Die kroatische öffentliche Person Ava Karabatić (38) wurde am Mittwoch, dem 12. August 2026, in Belgrad festgenommen, nachdem sie eigenen Angaben zufolge vor ihrem Partner geflohen war, den sie wegen Gewalt angezeigt hatte. Wie serbische Medien berichten, erzählte Karabatić der Polizei, dass ihr Partner sie unter Kontrolle gehalten und in einer Wohnung im Belgrader Stadtteil Resnik eingesperrt hatte.
Nach Informationen, die der serbische Telegraf veröffentlichte und von 24sata übernommen wurden, suchte Karabatić nach ihrer Flucht Hilfe im Gebäude des Generalkonsulats von Kroatien in der Ulica kneza Miloša in Belgrad.
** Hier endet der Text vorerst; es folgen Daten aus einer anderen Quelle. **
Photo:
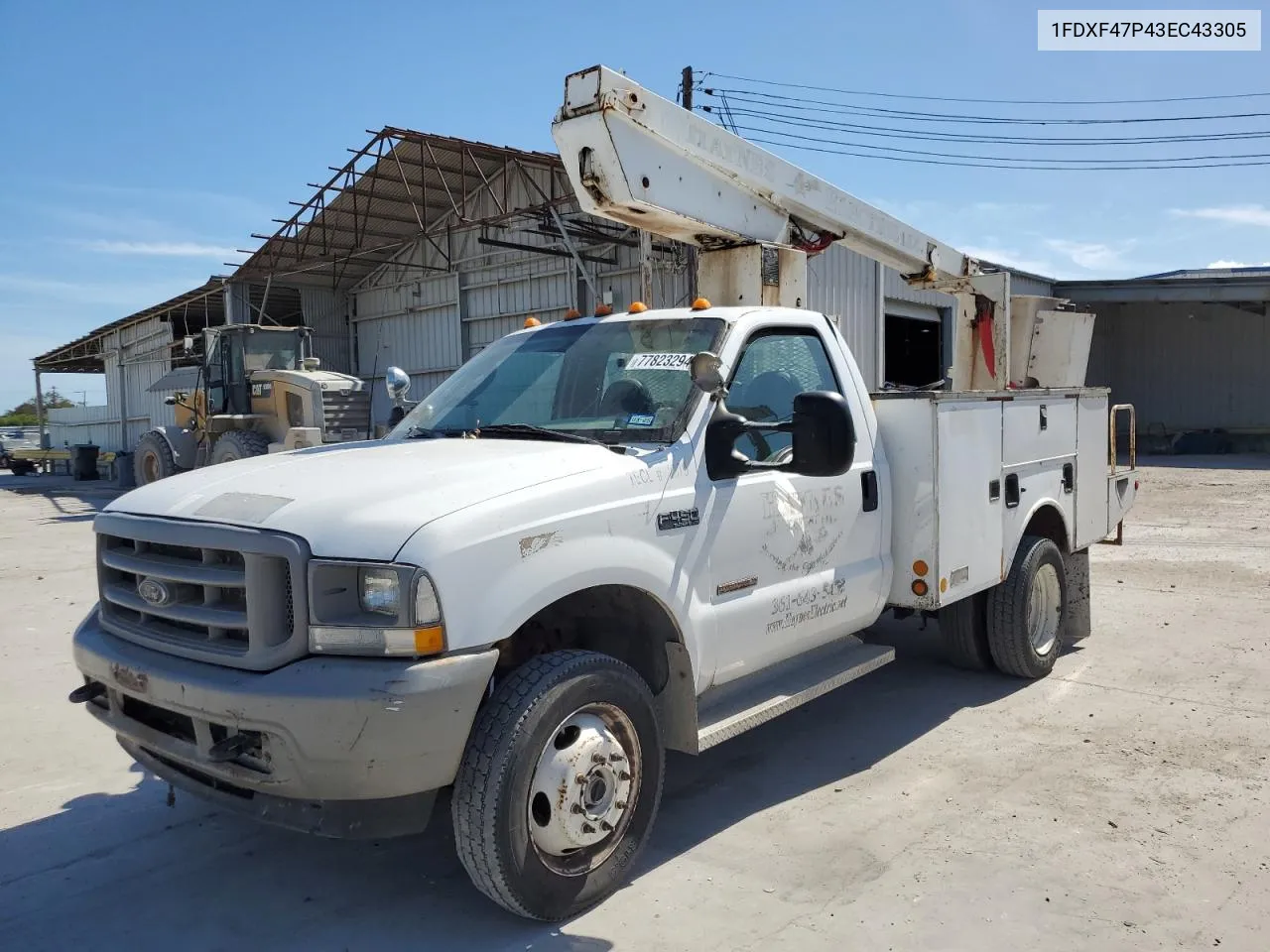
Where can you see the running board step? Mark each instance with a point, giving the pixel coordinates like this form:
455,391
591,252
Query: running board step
734,708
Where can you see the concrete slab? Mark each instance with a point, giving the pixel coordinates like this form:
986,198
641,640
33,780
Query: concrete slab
1119,803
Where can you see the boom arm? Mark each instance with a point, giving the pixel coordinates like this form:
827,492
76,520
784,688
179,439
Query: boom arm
640,159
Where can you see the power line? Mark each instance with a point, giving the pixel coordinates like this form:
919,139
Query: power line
982,139
1007,159
996,102
997,166
912,116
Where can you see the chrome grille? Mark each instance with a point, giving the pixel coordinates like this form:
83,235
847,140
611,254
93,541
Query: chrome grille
345,414
223,594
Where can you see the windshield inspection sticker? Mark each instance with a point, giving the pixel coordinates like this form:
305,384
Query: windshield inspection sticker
659,362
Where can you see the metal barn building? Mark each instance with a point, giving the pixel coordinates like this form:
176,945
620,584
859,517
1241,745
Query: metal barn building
1191,349
434,248
422,249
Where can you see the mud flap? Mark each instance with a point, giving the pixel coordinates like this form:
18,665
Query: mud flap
1080,620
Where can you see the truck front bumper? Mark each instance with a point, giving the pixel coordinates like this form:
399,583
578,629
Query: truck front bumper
339,747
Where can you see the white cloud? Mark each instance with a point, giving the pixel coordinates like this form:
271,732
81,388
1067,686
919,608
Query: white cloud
26,293
1091,255
163,249
1257,214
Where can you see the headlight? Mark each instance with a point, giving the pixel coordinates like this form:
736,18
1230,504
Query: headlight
380,590
372,610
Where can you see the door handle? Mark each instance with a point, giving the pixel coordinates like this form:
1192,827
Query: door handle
1012,490
869,490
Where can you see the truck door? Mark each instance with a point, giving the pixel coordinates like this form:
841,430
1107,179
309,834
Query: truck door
795,560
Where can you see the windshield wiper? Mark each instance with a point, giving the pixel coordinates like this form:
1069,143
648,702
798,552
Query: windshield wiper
529,429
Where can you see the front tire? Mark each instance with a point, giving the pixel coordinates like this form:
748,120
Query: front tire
239,444
1026,612
559,784
154,460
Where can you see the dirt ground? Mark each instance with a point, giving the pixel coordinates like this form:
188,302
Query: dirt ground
1119,803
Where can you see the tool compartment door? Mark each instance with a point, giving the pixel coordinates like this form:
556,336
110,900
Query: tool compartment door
968,498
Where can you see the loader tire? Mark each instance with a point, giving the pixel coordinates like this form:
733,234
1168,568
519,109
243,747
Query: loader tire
153,460
239,444
1028,611
964,630
559,784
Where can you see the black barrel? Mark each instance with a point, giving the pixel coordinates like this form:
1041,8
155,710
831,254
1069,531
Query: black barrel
84,461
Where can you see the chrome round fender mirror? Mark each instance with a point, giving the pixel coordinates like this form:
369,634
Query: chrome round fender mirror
706,371
398,382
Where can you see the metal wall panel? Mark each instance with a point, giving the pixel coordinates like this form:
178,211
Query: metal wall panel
412,325
1184,366
843,286
145,349
896,289
326,313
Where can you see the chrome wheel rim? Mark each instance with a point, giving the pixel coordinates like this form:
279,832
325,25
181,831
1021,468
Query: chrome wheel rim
1044,610
583,791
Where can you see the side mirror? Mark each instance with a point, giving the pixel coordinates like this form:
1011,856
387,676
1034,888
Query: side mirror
825,434
398,384
824,444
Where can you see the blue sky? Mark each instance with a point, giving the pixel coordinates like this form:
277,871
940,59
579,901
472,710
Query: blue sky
146,141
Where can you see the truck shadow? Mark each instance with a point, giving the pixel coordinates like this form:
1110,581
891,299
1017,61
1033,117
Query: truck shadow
148,876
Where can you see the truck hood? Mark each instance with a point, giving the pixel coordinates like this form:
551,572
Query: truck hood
362,500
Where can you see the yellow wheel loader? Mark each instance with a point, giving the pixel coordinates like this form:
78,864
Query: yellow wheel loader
258,393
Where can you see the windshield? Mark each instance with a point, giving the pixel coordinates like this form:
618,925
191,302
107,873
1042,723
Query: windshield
612,381
271,350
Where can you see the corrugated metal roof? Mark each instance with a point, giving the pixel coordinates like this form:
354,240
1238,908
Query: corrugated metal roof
183,379
1202,273
191,311
84,354
398,186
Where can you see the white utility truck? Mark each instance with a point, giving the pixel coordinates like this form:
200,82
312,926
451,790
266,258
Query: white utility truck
603,538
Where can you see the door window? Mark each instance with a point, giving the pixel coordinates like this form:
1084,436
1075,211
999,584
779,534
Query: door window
774,368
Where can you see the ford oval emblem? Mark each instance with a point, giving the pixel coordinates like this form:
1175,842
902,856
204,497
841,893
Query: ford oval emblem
154,592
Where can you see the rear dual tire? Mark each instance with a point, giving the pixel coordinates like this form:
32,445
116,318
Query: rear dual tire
1017,625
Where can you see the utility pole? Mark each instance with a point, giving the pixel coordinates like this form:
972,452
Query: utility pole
645,268
686,102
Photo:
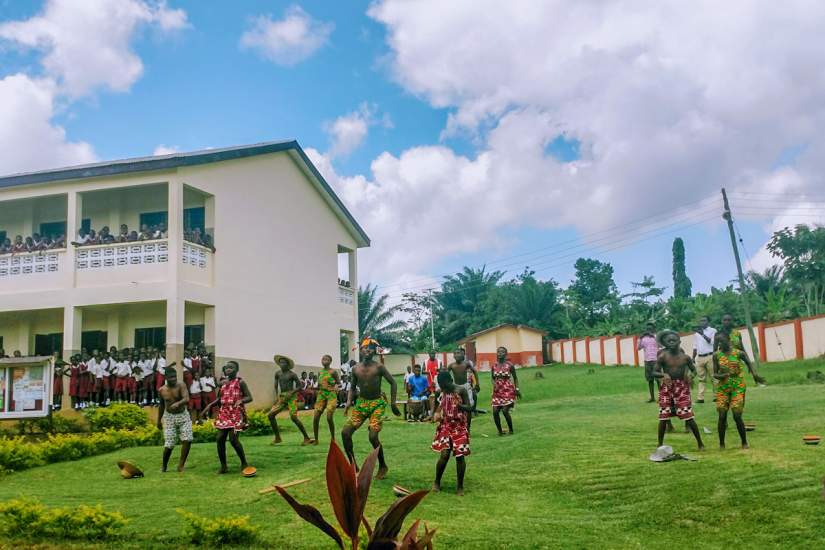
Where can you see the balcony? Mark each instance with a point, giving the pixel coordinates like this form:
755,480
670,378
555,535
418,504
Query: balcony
106,264
27,270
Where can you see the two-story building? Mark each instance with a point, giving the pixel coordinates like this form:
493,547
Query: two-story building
281,278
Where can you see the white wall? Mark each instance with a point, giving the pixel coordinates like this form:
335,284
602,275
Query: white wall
275,292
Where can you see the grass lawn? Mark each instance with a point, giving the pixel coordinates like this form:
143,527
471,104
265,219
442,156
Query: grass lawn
575,475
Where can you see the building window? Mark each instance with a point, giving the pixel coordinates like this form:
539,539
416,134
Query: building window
194,218
193,334
52,229
47,344
91,340
153,219
150,337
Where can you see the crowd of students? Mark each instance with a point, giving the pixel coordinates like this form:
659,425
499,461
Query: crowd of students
131,375
105,236
35,243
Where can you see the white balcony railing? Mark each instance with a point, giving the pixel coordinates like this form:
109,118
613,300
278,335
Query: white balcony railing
346,295
120,255
196,255
29,263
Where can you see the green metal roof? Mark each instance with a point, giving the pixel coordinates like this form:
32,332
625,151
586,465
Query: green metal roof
194,158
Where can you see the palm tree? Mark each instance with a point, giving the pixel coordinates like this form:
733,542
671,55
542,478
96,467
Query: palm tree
377,319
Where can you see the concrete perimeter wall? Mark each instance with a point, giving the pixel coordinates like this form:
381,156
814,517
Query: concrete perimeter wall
797,339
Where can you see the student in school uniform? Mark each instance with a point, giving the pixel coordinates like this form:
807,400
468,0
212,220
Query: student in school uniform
195,397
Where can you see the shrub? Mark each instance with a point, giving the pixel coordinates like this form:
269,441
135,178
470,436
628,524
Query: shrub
28,518
18,454
219,531
120,416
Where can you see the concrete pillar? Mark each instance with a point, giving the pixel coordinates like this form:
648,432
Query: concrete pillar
209,328
175,318
24,337
74,217
72,331
113,329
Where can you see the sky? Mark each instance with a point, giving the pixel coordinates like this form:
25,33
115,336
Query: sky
507,134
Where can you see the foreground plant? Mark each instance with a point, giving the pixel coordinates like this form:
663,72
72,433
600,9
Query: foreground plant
348,493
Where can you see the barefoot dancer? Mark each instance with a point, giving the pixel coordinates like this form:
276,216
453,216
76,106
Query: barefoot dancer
231,420
371,403
462,372
173,418
452,433
327,399
730,394
287,385
672,368
505,389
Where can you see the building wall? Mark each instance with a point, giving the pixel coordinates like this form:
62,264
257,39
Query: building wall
802,338
275,272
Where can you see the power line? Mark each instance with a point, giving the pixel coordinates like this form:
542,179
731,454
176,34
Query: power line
664,216
614,244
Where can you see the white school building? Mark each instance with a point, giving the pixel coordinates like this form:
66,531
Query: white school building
282,278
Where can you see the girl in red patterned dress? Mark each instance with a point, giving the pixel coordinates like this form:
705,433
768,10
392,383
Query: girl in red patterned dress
231,418
451,433
505,389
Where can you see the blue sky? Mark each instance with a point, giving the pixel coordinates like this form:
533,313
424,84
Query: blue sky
199,88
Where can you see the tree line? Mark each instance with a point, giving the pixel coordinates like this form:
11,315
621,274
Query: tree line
591,305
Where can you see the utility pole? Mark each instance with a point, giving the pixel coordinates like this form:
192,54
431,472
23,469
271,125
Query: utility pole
742,288
432,325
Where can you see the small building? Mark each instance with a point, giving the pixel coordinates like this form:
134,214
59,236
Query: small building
275,271
523,343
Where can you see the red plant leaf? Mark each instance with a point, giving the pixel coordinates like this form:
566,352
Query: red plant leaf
343,492
311,515
411,533
388,525
364,480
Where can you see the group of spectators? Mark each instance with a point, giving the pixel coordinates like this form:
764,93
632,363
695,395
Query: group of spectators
105,236
34,243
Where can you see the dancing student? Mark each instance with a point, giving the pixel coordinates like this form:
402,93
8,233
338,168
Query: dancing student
370,404
672,367
463,372
232,397
505,390
173,418
327,400
452,433
730,393
287,385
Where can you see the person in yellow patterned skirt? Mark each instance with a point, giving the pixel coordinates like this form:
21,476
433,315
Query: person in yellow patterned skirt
371,403
327,399
730,393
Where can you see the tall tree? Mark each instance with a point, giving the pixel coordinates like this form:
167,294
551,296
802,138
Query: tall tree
802,251
377,319
682,287
593,289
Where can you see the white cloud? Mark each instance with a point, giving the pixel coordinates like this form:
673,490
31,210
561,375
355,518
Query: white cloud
28,138
87,44
165,150
349,131
289,40
670,102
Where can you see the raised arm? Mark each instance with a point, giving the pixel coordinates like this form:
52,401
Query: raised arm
393,388
515,379
247,395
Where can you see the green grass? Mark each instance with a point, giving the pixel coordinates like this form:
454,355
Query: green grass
575,475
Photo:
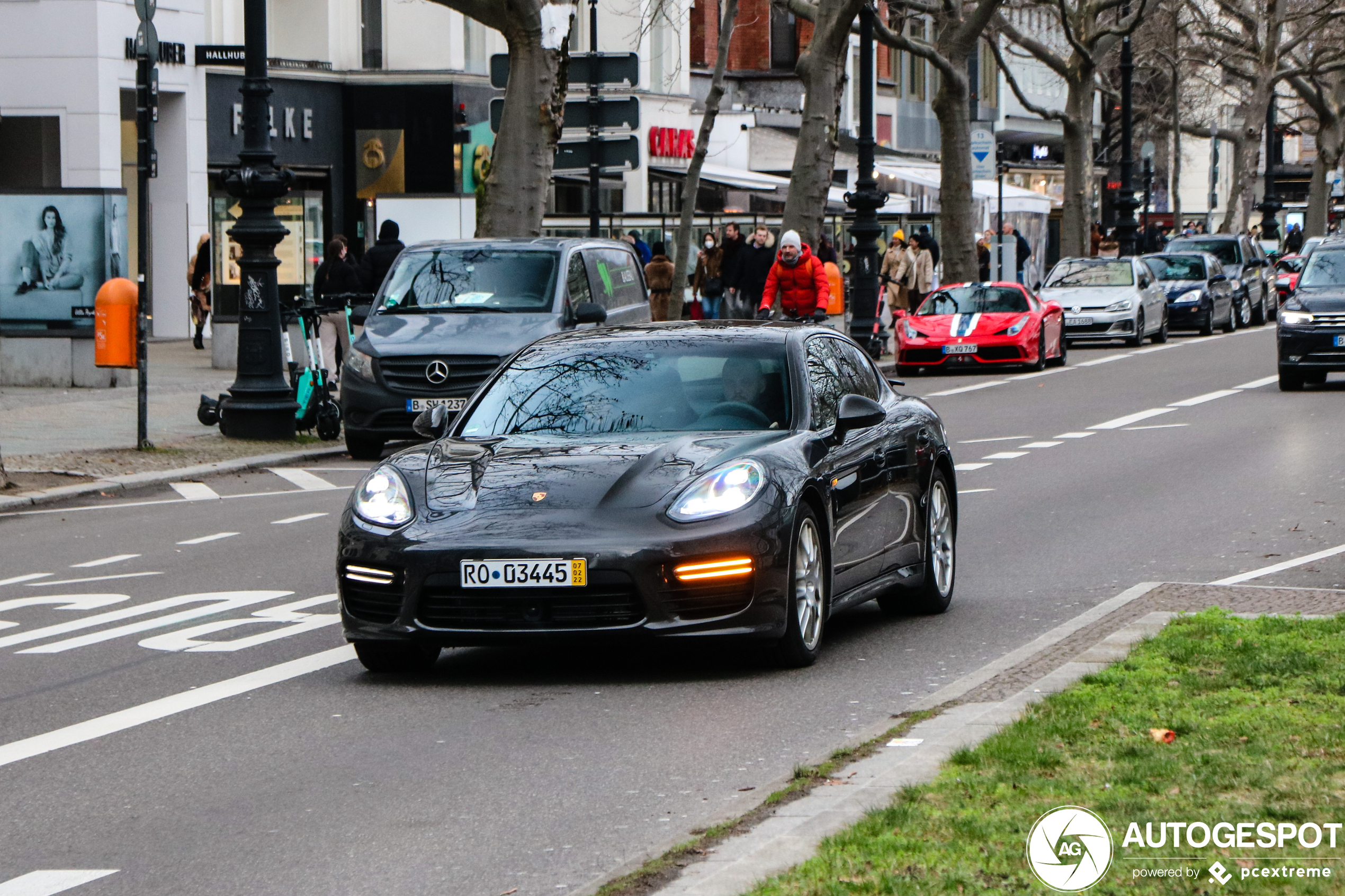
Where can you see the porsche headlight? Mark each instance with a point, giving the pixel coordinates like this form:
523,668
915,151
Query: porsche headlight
719,492
384,499
361,363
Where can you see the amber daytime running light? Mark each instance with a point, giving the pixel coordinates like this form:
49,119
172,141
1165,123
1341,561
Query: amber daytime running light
716,570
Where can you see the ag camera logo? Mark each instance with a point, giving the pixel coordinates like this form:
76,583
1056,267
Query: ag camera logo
1070,849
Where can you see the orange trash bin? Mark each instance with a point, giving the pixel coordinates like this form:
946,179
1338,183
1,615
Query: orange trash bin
115,324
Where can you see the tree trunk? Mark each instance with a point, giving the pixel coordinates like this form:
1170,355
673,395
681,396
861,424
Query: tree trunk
1077,209
822,71
955,207
531,126
693,173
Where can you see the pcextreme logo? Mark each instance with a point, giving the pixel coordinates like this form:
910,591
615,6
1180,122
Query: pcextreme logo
1070,849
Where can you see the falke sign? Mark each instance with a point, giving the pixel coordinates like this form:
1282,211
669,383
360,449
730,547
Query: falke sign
671,143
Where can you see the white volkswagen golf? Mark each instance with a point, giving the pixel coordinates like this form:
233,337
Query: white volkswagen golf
1109,298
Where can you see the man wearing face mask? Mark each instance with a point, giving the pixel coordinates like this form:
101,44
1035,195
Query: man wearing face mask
801,280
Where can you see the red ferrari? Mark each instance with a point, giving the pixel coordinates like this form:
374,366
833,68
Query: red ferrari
975,325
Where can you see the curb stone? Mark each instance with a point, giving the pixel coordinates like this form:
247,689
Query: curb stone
154,477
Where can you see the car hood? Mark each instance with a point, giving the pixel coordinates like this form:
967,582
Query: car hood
958,325
573,473
1091,297
454,333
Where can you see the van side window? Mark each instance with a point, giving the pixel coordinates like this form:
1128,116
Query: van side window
615,277
576,281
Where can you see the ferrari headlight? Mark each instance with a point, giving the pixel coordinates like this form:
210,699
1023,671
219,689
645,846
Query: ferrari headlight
384,499
719,492
361,363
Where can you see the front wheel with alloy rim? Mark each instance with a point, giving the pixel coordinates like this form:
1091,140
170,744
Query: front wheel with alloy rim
808,594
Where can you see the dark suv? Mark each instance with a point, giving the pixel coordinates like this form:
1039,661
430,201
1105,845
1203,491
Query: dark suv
451,312
1247,268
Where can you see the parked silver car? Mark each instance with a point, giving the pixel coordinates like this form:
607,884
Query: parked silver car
1109,298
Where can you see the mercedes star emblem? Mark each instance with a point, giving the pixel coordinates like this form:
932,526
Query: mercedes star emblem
436,373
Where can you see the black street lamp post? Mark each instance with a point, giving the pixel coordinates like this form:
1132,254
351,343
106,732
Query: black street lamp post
262,405
1125,202
867,199
1270,202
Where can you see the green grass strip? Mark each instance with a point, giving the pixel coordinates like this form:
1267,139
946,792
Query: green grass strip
1258,707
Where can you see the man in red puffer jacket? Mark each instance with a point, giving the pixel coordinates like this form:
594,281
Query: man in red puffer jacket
801,280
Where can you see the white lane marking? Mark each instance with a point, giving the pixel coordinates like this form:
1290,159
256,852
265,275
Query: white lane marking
297,519
217,602
48,883
969,388
93,578
1286,565
116,616
189,638
209,538
1132,418
1201,400
170,705
116,558
195,491
303,478
29,577
70,601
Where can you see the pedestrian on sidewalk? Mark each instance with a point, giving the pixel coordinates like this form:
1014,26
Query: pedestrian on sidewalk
200,283
658,277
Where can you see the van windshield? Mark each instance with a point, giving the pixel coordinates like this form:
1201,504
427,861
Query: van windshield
471,281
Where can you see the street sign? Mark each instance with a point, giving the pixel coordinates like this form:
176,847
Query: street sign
982,155
612,113
612,69
615,153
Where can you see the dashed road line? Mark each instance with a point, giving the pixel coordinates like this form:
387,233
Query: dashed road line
209,538
170,705
116,558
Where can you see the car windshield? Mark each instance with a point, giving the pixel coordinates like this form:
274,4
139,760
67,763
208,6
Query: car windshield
1079,273
1177,266
1226,250
638,386
470,280
1325,269
974,300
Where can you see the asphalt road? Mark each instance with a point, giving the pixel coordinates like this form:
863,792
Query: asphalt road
546,770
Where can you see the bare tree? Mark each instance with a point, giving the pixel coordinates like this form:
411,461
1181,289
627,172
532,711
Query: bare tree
821,68
1082,34
693,173
537,33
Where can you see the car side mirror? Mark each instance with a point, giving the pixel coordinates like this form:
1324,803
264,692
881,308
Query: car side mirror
431,422
857,413
589,313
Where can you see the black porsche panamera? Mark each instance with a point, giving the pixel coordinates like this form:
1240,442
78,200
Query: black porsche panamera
705,478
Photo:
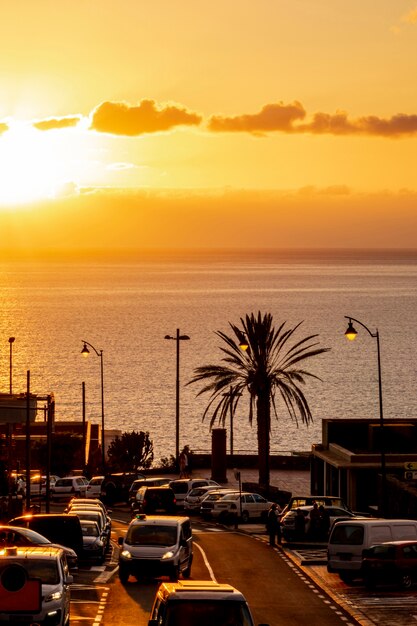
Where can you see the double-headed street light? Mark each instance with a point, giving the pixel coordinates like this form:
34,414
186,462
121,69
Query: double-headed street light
85,352
177,338
351,333
11,340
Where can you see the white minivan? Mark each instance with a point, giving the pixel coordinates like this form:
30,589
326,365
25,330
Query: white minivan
348,540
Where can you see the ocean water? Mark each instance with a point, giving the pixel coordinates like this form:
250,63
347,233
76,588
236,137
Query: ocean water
127,307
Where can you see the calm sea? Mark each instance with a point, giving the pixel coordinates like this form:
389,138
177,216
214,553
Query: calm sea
127,307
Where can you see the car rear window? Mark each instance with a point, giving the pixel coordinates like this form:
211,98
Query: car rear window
207,613
45,569
347,534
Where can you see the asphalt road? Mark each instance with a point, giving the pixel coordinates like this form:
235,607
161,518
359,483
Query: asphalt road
278,592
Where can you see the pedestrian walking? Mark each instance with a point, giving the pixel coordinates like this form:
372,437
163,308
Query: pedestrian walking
183,460
273,525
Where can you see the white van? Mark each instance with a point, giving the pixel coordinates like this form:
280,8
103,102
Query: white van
156,546
348,540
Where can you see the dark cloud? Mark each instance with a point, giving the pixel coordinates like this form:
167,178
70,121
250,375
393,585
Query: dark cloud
287,119
120,118
272,117
57,123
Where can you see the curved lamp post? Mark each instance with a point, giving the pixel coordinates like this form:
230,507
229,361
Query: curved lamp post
85,352
11,340
351,333
177,338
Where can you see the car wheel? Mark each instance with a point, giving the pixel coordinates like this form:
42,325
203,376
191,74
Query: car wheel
175,574
123,575
406,581
369,582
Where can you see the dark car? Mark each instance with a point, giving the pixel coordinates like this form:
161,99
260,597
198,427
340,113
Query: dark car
94,541
155,501
392,562
152,481
25,537
59,528
115,487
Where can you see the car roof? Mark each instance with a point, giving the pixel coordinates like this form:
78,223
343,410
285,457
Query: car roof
167,520
42,552
199,590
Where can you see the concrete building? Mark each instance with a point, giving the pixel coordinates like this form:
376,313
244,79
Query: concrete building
348,462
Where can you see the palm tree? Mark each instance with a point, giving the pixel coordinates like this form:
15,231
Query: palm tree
263,361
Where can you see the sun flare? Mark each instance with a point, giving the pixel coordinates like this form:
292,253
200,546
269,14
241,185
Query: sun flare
29,167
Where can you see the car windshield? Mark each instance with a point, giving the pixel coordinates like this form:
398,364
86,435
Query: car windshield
89,530
151,535
45,569
207,613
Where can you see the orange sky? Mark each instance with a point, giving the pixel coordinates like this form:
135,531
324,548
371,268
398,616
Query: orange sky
197,124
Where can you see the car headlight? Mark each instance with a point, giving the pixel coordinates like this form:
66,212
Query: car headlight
126,554
168,555
57,595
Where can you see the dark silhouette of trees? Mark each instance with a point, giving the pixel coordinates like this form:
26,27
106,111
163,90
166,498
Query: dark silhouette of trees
269,366
130,452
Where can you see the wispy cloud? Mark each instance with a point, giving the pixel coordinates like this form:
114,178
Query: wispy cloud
284,118
272,117
119,118
57,123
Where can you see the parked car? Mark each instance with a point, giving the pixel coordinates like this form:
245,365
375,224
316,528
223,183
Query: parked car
94,540
194,498
182,486
95,515
35,580
93,501
155,501
69,487
94,487
115,487
57,527
393,562
199,603
156,546
297,501
243,506
349,539
25,537
152,481
289,524
207,503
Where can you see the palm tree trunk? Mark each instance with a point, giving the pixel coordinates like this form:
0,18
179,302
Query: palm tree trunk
263,415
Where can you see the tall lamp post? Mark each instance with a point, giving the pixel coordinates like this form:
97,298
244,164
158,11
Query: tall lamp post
177,338
351,333
85,352
11,340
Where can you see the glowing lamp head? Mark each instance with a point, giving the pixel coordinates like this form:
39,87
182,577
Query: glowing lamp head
351,332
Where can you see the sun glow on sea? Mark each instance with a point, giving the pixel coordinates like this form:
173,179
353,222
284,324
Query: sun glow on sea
30,166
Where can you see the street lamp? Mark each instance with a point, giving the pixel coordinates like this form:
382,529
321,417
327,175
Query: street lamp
177,338
11,340
85,352
351,333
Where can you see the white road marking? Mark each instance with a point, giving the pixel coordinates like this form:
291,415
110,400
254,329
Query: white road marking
206,561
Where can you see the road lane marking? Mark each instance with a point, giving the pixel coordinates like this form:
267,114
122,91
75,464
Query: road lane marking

Anschließend wurde sie zur Polizeiwache in Rakovica gebracht, wo sie eine Aussage zu den von ihr gemeldeten Vorfällen machte.
Partner nicht gefunden
Die Polizei versuchte laut serbischen Medien, den von Karabatić angezeigten Partner zu finden. Nach Informationen reagierte er nicht auf Anrufe, und eine Polizeistreife fand ihn auch nicht an dem Ort in Resnik, an dem er sich zuvor aufgehalten hatte. Das serbische Medium berichtet, dass die Polizei weiterhin nach ihm sucht.
Unerwartete Wendung
Der Fall erhielt jedoch eine unerwartete Fortsetzung. Nachdem Polizeibeamte Karabatićs Aufenthaltsstatus als Ausländerin überprüft hatten, stellten sie fest, dass sie die Vorschriften für den Aufenthalt von Ausländern in Serbien nicht eingehalten hatte. Die Polizei führte in Zusammenarbeit mit der Ausländerbehörde eine Überprüfung ihres Status durch und erstattete Anzeige wegen des Verdachts auf Verstoß gegen das Ausländergesetz.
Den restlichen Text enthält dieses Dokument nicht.